There’s relatively little written about this film online (save a few dismissive reactions incensed by its lack of plotting), which is too bad considering its significant visual and structural wit. There is a lot of unforced humor–the teenager is faced with a competitive schemer who pathetically reverses his own tire trick, a laborious trap he sets to catch a monitor lizard unexpectedly captures a hungry child, behaviors in general are amusingly curt and infused with a weary desperation. Through it all, Woo seems to be both skewering and empathizing with behavioral patterns brought on by hard times, and suggesting ways in which his protagonists’ deeper ethical awareness could possibly bubble to the surface.
It’s Winter
Maybe it’s fact that the excellent nonprofessional Iranian actor in this film, Ali Nicksolat, bears an uncanny resemblance to a young Jack Nicholson, but Rafi Pitts’ elegantly rendered drama kept reminded me of classic American films of the ’70s dealing with existential, working class issues, like Five Easy Pieces, Killer of Sheep, or Wanda. I’ve seen a good number of Iranian films, but none have so poignantly addressed the frustrations of middle class tradesmen unable to find meaningful work in an industrialized society. Iran’s high degree of unemployment has been in the news lately, but rather than appeal to international commentators, European-educated director Pitts has cast Iranian superstar Mitra Hajjar–in a film otherwise teeming with nonprofessionals, in effect playing themselves–and worked with the demands of the censors in order to gain an audience with the Iranian working class, a population of supreme concern for Mahmoud Dowlatabadi, whose 1969 novel Safar (The Trip) inspired the film.

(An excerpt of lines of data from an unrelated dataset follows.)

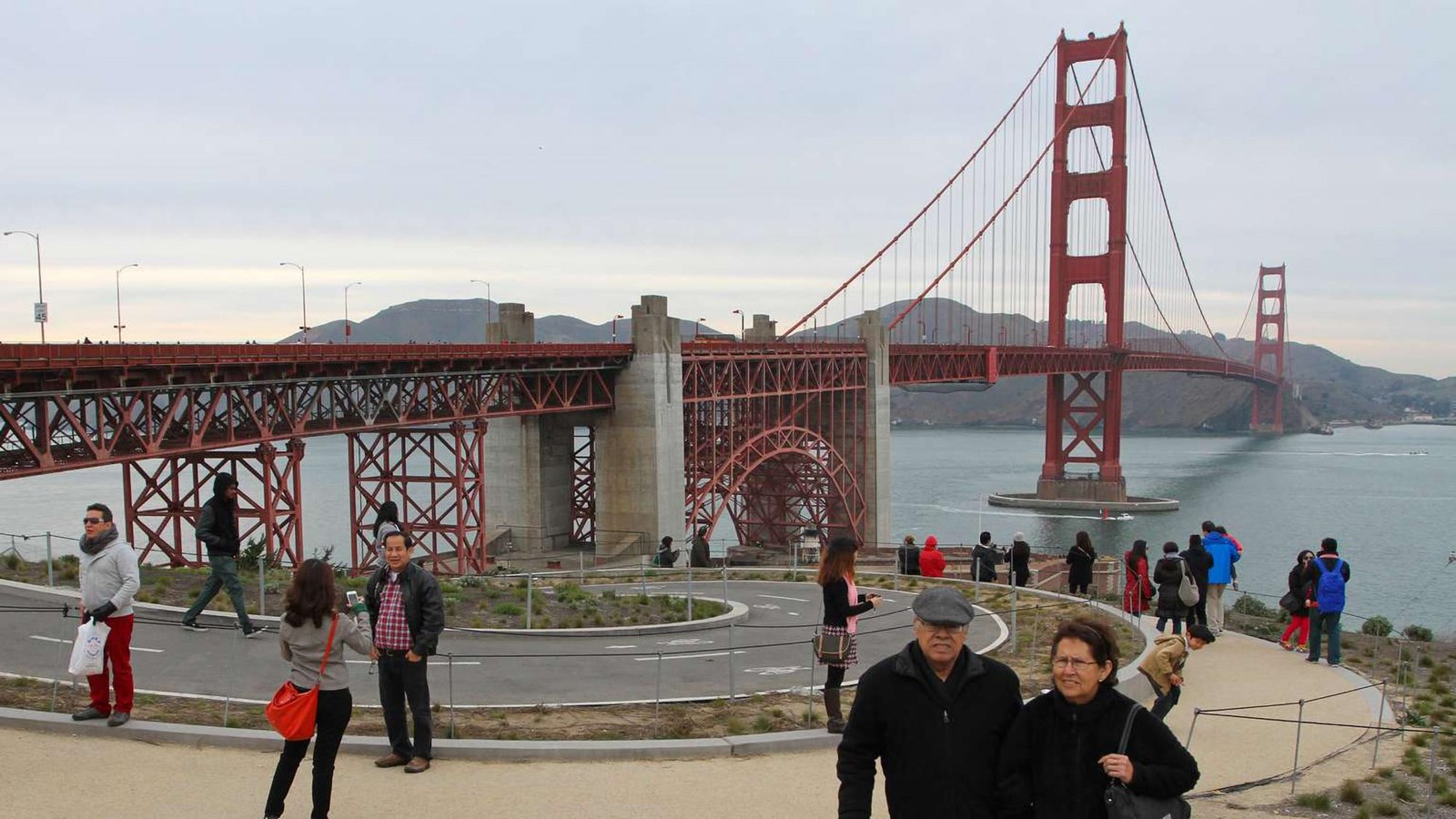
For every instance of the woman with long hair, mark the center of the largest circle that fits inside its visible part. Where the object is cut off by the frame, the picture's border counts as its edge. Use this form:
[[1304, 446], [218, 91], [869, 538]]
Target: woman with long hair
[[309, 620], [1139, 589], [1299, 618], [844, 603], [1081, 560]]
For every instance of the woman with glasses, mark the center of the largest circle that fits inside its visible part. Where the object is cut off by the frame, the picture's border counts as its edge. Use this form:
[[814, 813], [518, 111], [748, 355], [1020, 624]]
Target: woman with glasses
[[844, 603], [1063, 748], [1299, 618]]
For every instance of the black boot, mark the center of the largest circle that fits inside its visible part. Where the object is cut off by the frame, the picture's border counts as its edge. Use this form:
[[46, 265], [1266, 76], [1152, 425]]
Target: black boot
[[836, 716]]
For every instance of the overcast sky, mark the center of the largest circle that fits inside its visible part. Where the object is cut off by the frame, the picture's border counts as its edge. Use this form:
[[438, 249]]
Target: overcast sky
[[580, 155]]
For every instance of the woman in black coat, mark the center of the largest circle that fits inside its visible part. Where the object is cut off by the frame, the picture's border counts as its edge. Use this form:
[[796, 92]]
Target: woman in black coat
[[1168, 576], [1299, 618], [1081, 560], [1062, 749], [1198, 562]]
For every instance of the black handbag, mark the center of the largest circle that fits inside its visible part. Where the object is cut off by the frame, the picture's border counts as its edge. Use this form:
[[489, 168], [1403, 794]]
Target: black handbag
[[1123, 804]]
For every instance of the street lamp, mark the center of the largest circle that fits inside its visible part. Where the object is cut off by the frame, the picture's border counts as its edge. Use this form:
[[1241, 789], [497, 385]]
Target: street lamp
[[120, 327], [303, 283], [347, 329], [488, 302], [41, 314]]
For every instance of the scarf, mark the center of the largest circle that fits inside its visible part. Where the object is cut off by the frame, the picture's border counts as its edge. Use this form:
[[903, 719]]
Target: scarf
[[95, 545]]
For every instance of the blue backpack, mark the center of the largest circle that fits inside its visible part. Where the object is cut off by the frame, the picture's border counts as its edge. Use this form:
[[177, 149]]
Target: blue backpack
[[1330, 592]]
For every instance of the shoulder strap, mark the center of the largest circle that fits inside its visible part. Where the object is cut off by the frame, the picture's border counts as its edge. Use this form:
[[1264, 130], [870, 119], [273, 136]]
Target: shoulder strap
[[1127, 727]]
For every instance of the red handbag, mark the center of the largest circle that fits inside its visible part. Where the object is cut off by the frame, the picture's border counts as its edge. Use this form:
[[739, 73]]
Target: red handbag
[[295, 713]]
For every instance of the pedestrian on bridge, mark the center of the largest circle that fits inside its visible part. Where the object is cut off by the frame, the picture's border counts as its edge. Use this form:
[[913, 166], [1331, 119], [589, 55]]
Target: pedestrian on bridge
[[217, 530], [844, 603], [109, 581]]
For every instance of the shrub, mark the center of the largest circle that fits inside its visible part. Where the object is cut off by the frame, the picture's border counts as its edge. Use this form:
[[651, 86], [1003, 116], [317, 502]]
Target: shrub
[[1419, 632], [1378, 627]]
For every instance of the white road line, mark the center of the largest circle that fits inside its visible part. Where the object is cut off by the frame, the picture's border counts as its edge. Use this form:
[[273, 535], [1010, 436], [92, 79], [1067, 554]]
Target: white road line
[[691, 656], [67, 642]]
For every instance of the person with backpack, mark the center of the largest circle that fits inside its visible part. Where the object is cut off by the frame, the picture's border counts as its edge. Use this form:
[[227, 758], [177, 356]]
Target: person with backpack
[[1327, 577]]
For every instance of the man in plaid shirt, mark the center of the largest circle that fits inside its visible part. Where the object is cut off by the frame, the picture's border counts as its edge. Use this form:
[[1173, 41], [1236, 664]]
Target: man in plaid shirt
[[407, 614]]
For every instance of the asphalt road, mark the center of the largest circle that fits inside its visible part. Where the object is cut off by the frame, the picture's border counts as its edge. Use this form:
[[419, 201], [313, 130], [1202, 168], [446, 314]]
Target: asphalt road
[[768, 651]]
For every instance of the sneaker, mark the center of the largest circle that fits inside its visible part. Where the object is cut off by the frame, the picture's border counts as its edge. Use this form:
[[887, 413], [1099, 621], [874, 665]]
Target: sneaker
[[89, 713]]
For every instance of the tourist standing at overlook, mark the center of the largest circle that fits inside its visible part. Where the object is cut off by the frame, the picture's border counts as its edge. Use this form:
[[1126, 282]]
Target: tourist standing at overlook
[[1299, 617], [1225, 554], [217, 530], [1198, 562], [935, 714], [932, 560], [407, 615], [109, 581], [1019, 560], [312, 637], [1168, 577], [1081, 560], [1063, 748], [1327, 577], [1138, 589], [844, 603]]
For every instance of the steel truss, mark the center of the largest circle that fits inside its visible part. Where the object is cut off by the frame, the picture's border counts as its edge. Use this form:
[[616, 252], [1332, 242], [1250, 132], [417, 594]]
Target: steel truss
[[437, 479], [167, 496]]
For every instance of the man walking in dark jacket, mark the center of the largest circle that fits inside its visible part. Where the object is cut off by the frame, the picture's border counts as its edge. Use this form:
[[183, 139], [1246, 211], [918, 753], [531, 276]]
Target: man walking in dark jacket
[[217, 530], [407, 614], [935, 716]]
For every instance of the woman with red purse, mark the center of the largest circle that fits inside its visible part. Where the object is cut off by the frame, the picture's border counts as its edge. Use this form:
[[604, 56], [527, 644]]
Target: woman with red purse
[[312, 636]]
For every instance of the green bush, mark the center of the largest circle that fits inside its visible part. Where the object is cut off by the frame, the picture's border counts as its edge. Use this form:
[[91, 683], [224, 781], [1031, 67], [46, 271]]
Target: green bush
[[1419, 632], [1378, 627]]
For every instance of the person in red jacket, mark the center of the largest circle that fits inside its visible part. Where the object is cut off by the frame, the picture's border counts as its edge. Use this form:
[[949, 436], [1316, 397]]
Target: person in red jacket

Like The Elephant and the Sea, the film also contrasts two characters; Mokhtar leaves his wife and daughter in order to seek work abroad, and Marhab (played by Nicksolat) is an adventurous drifter. The film begins with Mokhtar, but as his departure appears to be permanent, Marhab enters the narrative looking for a mechanic’s job while setting his romantic sights on Moktahr’s ex-wife, Khatoun (played by Hajjar). Pitts artfully infuses his melding of documentary and fiction with a reserved, iconic sense by shooting conversations from a distance, cutting off the dialogue and emphasizing moments: routine police checks, a flirtatious courtship, figures set against impenetrable landscapes of snow, twisting alleyways, and crowded garages. The plot races past pivotal moments to dwell on the incidents in between, as characters look, wait, arrive, and depart, underscoring the sense of working class impatience.
Mokhtar is restless; he knows he is skilled but is frustrated by his lack of opportunity, which causes him to live life spontaneously, always dreaming of a better future. But as much as the film conveys his inner dissatisfaction, it also suggests Khatoun’s quiet determination to raise her daughter and persevere through the transient men in her life. (“What I find fascinating with women,” Pitts says on the website for the region-2 DVD already released, “is that they are constantly in touch with reality, maybe itís because they give birth. Men seem to live more in a dream world, whereas women seem to deal with facts.”) In its steady gaze at the lives of men and women in working class Tehran, Pitts’ film is one of the strongest Iranian entries of recent years.